INNER THOUGHTS

I can’t put a value on the cost of the few who help us. 

I can’t explain the gratitude I feel or the hope it has created in the darkest places.

I fear not being obedient enough.

I recognize that I have a disorganized attachment style and love feels too dangerous.

It sucks to know your own mess and still struggle to fix it. 

I want nothing more than to walk in my destiny and advance the Kingdom.

It  still hurts.

All of it hurts.

all of us hurt.

I’ll never admit how much it hurts because I think it’s too much for even you.

My little parts don’t have a concept of time. If you say you love them, it’s as if you always have, yet they fear you won’t tomorrow. 

We still struggle with self-harm often but nobody knows it.

We know Yahweh sent us here, but we don’t know how to separate fear from trust.
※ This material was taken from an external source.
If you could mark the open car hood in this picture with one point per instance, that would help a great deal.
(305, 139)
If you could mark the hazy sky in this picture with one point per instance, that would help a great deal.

We feel them both all the time.

Feeling like a burden makes us always say we are fine. It also makes us feel worthless.

We obsessively fear that there is even the slightest chance that it could have been true that “we split over 2000 times due to shame”.

We still think parts are lying about some things…like astral projecting and portals. I’m not convinced that those things are real.

Not being able to tell who is up front makes us feel like we are faking DID. 

When you hug us and we are not in crisis, we won’t admit that it changes something inside.

We won’t tell you about the power it has to break down walls or build doorways and windows.

We won’t tell you that nobody ever did…ever…there was never once safe touch even as an infant.